3. Click ‘clipboard’
4. Click ‘decrypt/verify’
5. A green dialog saying ‘Signed By’ will pop up if it’s REALLY signed by Bob.
IT’s a red dialog saying ‘Invalid Signature’ if it’s a forgery.
All there is to it!
It’s less complicated than it seems. The idea is, get your comment in the clipboard (by control-C copy), sign it with Kleopatra, and paste it back in for commenting, but bracket it with the <pre> and </pre> tags so WordPress doesn’t mutilate the headers.
1) Type in your comment, but don’t post it yet.
a. Copy your comment (select the text and hit Control C).
b. Run Kleopatra (or Alt-Tab over to it if it’s already up and running).
c. Click on the ‘Clipboard’ button on the top right of the Kleopatra dialog window.
d. Click on ‘OpenPGP-Sign’
e. If it’s not already the default, select your certificate.
f. Remember that passphrase you chose earlier? Time to enter that passphrase now!

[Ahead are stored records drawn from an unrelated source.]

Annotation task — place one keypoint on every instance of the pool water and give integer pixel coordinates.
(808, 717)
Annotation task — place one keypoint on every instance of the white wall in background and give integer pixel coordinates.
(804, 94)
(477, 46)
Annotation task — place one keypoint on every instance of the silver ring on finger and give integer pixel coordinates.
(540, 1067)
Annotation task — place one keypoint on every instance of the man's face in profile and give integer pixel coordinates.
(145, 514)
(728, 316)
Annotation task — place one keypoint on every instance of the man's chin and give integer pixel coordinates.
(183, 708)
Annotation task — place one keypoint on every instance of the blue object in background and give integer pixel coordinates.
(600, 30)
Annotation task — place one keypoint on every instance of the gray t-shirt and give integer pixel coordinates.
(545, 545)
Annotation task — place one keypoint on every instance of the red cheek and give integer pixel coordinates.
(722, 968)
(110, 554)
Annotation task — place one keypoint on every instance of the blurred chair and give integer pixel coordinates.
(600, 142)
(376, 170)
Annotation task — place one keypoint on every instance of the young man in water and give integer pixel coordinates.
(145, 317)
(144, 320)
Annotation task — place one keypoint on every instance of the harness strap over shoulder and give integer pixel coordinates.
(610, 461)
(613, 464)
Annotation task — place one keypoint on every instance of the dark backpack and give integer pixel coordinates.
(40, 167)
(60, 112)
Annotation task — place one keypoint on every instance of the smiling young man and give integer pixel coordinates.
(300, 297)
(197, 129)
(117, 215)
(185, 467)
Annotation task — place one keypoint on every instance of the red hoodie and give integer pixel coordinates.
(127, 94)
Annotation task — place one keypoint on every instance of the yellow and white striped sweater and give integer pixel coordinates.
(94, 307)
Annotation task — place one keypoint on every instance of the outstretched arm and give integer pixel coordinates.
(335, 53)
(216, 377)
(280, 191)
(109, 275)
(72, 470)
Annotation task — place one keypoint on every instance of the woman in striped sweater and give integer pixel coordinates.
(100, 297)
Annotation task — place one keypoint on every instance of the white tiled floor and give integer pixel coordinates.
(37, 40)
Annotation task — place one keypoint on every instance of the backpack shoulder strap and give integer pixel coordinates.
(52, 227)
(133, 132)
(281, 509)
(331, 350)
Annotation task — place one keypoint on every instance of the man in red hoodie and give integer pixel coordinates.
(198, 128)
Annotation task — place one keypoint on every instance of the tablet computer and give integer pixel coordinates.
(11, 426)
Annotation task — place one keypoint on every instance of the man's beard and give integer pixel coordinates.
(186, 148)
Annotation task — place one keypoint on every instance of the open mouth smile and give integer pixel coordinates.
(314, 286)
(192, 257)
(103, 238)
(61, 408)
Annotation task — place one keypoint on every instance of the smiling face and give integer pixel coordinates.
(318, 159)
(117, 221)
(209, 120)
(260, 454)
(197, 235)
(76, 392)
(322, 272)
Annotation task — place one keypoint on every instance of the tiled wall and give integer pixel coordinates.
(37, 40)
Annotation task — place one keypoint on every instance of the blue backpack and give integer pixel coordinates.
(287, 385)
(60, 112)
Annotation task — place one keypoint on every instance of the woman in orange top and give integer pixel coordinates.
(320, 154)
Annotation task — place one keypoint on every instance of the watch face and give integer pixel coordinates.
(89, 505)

g. If God is Good you will see ‘Signing Succeeded.’ The text in the clipboard is now signed! Click OK.
h. Alt Tab back to your browser and your unsigned comment. Wipe it out.
i. IMPORTANT. Type <pre> and press enter.
j. paste in your signed comment by pressing Control V.
k. IMPORTANT. Type </pre> and press enter.
2. Post your signed comment!
So, I haven’t figured out the graceful way to do this from the Kleopatra gui yet.
1) Start, All Programs, Accessories, Command Prompt.
gpg --export -a "user name" > pubkey.txt
a. Be sure to type the user name you entered when creating the keys instead of ‘user name’.
b. Put it in quotes if it’s not all one word; if there’s a space it needs quotes.
3) Now you’ve got a text copy of your public key in the file pubkey.txt
4) Find and open this file in Notepad.
5) Copy it (Control A Control C)
6) Go to the public key page on this website (here)
7) Add a comment with your blog username and email address
a. IMPORTANT. Type <pre> and press enter.
b. Hit Control V to paste in your public key.
c. IMPORTANT. Type </pre> and press enter.
8) post the comment.
1. You ought to now be able to start ‘Kleopatra’.
a. If it’s not on your desktop, go to start (usually in the bottom left corner of your windows screen)
b. all programs
If it’s on your desktop, you can just click that shortcut.
2. Click ‘file’, ‘new certificate’.
3. Select ‘Create a personal OpenPGP Pair’.
a. Enter the name you want to use. Example: Sarah Penelope
b. Enter some fake email address like firstname.lastname@example.org
c. Enter some short meaningless comment about the weather or kittens or something.
d. Click next.
4. Enter a passphrase. This is a password. You have to remember what you type here. It’s only
for you to be able to access your key / certificate. I use the same passphrase for all my local
keys and certificates.
5. With any luck, Gpg4Win will announce ‘Key Pair Successfully Created’. It will give you a bunch of
next step options that I haven’t tried, you can ignore them if you like. Click ‘Finish’.